Popdots - Melissa Aldrete and Luis Cardenas
Melissa Aldrete and Luis Cárdenas founded Popdots in Mexico in 2012 with the sole purpose of expressing the memorability of traditional materials in a contemporary context, what the studio seeks is to strengthen the creative process and the concept, in order to provoke the development of unique and infinites series that will increase its mastery alongside with its practice, the understanding of the ceramic matter and the continuous search for a dialogue between the material, the being and its environment.
Rachael Colley
Rachael Colley thinks through materials, producing cutlery, jewellery and sculpture which are explored in experimental dining events, exhibitions, installations and visual art projects. Based in Sheffield, the UK’s ‘Steel City’, she creates ambiguous eating implements that challenge our collective connections with food and communicate aspects of her lived experience as a sufferer of the autoimmune disease Systemic Sclerosis. Through the elevation of food waste as a luxury material, her jewellery questions traditional notions of preciousness and value, highlighting broad societal issues surrounding consumption and encouraging reflection on the waste we generate.
Sara Howard
Sara Howard is an award-winning London based ceramic designer and materials researcher. Her practice is focused on reducing the environmental impacts of ceramic production. Sara has designed an industrial symbiosis around the ceramics industry. Within the symbiosis, waste by-products from external manufacturers replace the finite raw materials in ceramic production. Manufacturing in this circular method not only reduces industries’ consumption of finite raw materials, but also diverts waste away from landfill.
Spriha Chokhani
Spriha Chokhani is an explorer of Paper. She has been experimenting with paper waste since 2010. After graduating from Srishti institute of Art, design and technology, India in 2010, she further studied pottery.

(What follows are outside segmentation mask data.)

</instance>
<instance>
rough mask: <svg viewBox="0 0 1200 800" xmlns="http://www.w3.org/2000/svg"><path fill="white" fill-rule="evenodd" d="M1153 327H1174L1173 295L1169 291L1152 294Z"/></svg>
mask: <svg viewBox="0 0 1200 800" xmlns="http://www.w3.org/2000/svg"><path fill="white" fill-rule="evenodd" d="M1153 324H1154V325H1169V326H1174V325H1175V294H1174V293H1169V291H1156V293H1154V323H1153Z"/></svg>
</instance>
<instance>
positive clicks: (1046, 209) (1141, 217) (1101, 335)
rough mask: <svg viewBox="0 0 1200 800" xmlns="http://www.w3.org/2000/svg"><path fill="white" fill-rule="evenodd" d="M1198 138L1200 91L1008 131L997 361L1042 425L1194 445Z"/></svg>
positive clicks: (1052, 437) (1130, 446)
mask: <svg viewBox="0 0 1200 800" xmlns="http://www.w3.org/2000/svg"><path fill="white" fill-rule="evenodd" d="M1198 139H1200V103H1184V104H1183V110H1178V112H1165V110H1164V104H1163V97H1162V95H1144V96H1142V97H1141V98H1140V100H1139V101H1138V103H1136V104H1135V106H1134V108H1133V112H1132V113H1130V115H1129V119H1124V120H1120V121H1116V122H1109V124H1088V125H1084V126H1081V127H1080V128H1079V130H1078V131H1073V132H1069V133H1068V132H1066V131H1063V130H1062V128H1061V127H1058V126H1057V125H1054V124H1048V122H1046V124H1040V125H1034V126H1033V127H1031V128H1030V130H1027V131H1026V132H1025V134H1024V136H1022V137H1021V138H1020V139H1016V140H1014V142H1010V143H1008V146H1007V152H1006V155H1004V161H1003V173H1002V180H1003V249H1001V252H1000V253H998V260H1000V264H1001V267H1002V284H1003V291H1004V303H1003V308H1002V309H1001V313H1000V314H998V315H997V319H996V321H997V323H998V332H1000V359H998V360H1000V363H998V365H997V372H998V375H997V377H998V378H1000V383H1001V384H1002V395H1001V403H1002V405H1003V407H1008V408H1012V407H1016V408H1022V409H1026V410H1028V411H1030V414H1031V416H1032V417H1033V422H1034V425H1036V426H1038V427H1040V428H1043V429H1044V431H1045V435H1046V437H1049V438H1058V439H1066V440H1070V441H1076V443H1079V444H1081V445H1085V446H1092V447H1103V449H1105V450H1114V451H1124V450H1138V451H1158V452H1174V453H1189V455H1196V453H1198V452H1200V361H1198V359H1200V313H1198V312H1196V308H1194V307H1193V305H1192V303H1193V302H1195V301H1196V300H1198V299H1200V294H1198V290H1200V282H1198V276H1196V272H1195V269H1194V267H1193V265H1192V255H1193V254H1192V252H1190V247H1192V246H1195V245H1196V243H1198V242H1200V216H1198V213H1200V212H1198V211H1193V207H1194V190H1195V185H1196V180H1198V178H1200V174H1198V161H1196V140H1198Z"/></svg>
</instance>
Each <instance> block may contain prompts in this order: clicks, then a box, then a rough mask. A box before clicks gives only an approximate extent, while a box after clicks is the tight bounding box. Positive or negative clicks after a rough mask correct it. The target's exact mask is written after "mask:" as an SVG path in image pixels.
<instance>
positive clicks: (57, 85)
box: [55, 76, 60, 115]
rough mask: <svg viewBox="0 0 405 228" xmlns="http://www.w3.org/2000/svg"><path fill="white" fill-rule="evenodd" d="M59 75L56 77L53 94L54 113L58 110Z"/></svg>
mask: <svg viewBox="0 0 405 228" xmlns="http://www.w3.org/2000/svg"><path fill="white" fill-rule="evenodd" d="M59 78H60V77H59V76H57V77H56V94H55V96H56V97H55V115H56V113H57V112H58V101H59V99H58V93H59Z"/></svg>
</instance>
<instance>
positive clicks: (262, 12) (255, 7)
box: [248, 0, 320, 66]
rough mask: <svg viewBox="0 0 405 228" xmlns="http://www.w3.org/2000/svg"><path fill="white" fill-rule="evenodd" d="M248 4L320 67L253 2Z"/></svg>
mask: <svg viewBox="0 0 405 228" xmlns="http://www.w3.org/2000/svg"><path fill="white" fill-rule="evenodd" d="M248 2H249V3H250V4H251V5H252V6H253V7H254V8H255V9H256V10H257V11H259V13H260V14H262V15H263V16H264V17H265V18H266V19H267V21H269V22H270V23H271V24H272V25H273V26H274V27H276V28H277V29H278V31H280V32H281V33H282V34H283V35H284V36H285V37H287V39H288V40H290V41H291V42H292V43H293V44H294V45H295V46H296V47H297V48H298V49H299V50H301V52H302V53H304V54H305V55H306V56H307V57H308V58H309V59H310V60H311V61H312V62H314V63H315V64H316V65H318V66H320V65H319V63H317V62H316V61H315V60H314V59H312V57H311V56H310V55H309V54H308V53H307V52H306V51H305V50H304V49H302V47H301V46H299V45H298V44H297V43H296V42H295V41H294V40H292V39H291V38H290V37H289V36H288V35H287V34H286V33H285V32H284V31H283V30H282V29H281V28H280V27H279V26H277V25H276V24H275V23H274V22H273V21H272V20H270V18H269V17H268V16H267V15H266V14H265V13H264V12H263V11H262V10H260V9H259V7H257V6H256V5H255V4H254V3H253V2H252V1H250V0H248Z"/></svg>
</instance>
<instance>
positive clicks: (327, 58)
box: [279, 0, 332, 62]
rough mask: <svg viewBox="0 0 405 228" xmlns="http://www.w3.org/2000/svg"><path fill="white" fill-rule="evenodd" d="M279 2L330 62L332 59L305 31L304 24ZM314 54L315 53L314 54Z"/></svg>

Her studio researches and experiments with local and sustainable practices to create product that engages with the idea of non-traceability.
Zoe Preece
Zoe Preece’s current practise takes the domestic realm as the site of its enquiry. She makes intimate but nameless still lifes that speak of the ordinary and the human. Through focused attention on everyday domestic objects and ordinary scenes, her work endeavours to engage with the intangible, disquieting and emotive aspects of life through material processes and form. Ceramic forms are carved from plaster on the lathe or by hand, before being moulded and cast in a fine white porcelain; the heat of the kiln chamber is used to seek out moments of fluidity. Still Lifes On Longing, the stilled moment becomes an evocative space to capture ghosts of moments that go unnoticed within everyday domestic settings. Spoons contain a precise balance of porcelain and flux caught at a tipping point in the heat of the kiln chamber. The compositions are intended as metaphors; as recollections of intimate, unsettling or tender moments.